The authority of the Israel Police to carry out the very Vulcanter is derived from its general authority enshrined in section 3 of the Ordinance [New Version], 5731-1971, to act to prevent and detect the offense and to maintain public order and security of life and property; and it is done, inter alia, when the need arises for prompt action necessitated by the volatile nature of the property in question.  In any case, the interstate legal aid law, to which the appellant relates, is not relevant to actions of this kind.

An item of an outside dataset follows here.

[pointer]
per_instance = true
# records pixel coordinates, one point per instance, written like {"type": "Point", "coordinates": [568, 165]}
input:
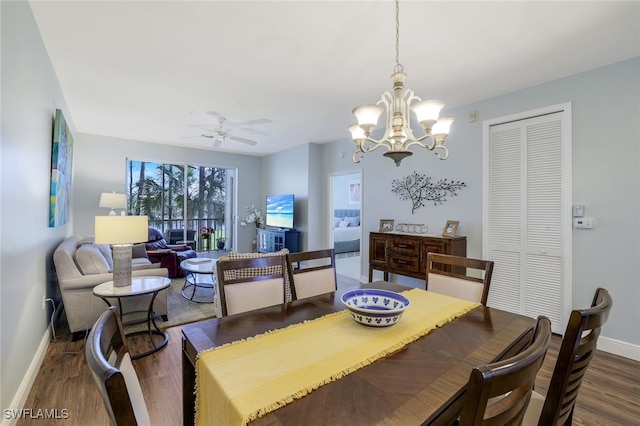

  1. With regard to claims relating to the freezing of additional assets by Tether, which were transferred to the virtual wallet after the date of receipt of the judicial order - the Shamiba will reply that the judicial order that was given to Tether in any case does not constitute the source of the authority to freeze the assets - since the Israeli court, as stated, lacks the authority to order so - and therefore it is certainly not an act of lack of authority as claimed by the appellant."
  2. On January 12, 2026, a hearing was held on the appeal, in which the parties completed their arguments and answered the court's questions. Among other things, the appellant's counsel replied that from a practical point of view, without relinquishing his arguments, if there is a waiver of the freeze on the transfers of ILS 3.7 million that were made after the issuance of the order, he will be able to suffice it for a certain period.  As far as the appellant is concerned, he clarified, it is not only about the money, but also about his good name (transcript of January 12, 2026, p.  7).

At the end of the hearing, the parties were asked to submit a supplementary argument regarding the authority to act to freeze a digital account managed by a foreign company, whether by the Israel Police or by the court, and with reference to the Inter-State Legal Aid Law.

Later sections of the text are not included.